WordPressを長く運営していると、記事タイトルやスラッグを後から直したくなることがありませんか?
たとえば…
- タイトルを仮置きのまま公開してしまった記事
- 日本語URLのまま作ってしまったスラッグ
- 記事整理のタイミングで命名規則を揃えたいとき
管理画面から一つずつ修正するのは現実的ではありません。
そんなときに役立つのが wp-cli と CSV の組み合わせ です。
私は実際に「数百件のスラッグを英数字に統一」したことがあるのですが、ExcelでCSVを作って wp post update を流すだけで、一晩かけてやるはずの作業が数分で完了しました。
基本となる wp post update
wp-cli には投稿を更新する wp post update コマンドがあります。
wp post update <ID> --post_title="新しいタイトル" --post_name="new-slug"
--post_title→ 投稿のタイトルを更新--post_name→ 投稿のスラッグを更新
これを一件ずつ実行すれば確かに修正できます。
でも件数が多いと手作業は厳しい…。そこでCSVを使います。
CSVで修正データを管理する
まずは対象の投稿をCSVでエクスポートします。
例:ID、タイトル、スラッグを出力
wp post list --fields=ID,post_title,post_name --format=csv > posts.csv
このCSVをExcelやスプレッドシートで開いて、修正したいタイトルやスラッグを書き換えます。

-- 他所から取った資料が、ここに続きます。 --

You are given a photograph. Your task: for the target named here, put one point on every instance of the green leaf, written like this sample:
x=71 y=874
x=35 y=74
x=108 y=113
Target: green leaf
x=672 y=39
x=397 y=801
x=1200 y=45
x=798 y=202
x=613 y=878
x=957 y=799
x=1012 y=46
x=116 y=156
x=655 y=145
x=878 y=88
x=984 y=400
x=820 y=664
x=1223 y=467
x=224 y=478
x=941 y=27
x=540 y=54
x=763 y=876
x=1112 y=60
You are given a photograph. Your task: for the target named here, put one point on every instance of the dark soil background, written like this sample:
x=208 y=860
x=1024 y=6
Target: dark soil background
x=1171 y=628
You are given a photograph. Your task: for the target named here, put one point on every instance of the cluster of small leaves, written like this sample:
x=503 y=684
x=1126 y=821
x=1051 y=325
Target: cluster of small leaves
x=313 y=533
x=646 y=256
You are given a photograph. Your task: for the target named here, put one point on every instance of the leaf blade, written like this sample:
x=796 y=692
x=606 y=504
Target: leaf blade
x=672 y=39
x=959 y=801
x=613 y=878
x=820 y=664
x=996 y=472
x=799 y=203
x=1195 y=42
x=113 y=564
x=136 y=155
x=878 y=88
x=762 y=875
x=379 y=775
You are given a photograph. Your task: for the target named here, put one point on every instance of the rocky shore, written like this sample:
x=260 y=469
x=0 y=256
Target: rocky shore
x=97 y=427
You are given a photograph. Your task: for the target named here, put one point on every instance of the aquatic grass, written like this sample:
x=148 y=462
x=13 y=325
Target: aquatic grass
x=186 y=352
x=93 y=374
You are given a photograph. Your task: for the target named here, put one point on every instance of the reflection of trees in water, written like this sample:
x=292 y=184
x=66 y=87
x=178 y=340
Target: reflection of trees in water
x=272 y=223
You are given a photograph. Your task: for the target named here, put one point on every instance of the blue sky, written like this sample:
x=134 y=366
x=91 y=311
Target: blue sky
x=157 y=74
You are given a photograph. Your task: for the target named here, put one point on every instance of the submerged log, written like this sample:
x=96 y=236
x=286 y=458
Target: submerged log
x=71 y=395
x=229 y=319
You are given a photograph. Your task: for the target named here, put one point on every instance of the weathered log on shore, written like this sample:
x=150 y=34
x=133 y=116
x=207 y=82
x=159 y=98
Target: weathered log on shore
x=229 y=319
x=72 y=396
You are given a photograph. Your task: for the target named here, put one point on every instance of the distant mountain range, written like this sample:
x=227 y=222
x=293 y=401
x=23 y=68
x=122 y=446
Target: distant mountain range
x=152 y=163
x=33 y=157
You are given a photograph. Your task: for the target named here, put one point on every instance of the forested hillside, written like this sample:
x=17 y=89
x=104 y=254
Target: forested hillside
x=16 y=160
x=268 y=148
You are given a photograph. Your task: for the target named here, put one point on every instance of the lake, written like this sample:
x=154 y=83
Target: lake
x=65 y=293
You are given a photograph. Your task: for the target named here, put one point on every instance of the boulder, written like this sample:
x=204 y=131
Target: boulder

ID… 投稿の識別子(絶対に変更しない)post_title… 新しいタイトルpost_name… 新しいスラッグ
保存するときは UTF-8 形式にしておくと安心です。
CSVを使って一括更新するスクリプト
CSVを整えたら、シェルスクリプトでループして更新します。
#!/bin/bash
# 1行目のヘッダーを除外して読み込み
tail -n +2 posts.csv | while IFS=, read -r ID TITLE SLUG
do
echo "更新中: ID=$ID → TITLE=$TITLE, SLUG=$SLUG"
wp post update "$ID" --post_title="$TITLE" --post_name="$SLUG"
done
実行権限を付与して走らせればOK。
chmod +x update-posts.sh
./update-posts.sh
これでCSVに書いた修正が一気に反映されます。
実際に使ってみて感じたこと
管理画面だと「クリックして編集 → 保存」を繰り返すしかないのですが、CSV管理だと一覧で眺めながら修正できるので抜け漏れがなくなります。
特にスラッグは統一感を持たせたいときに便利です。
ただ、実際にやってみて注意すべき点もありました。
- 誤ったIDを消さないこと → 1桁ずれると別の記事が書き換わる
- 文字コードに注意 → 特に日本語タイトルはUTF-8で保存
- 本番前にテスト → 本番サイトに流す前にステージングで試すと安心
まとめ
wp post updateでタイトルやスラッグを修正できるwp post listでCSVを出力し、Excelなどで一括編集- スクリプトでループすれば一括更新が可能
- 実行前には必ずバックアップやテスト環境で検証を!
記事整理やSEO対策で「まとめて修正したい」ときに、CSV+wp-cliはとても頼りになります。
大量の記事を一気に直したいときに、ぜひ試してみてください。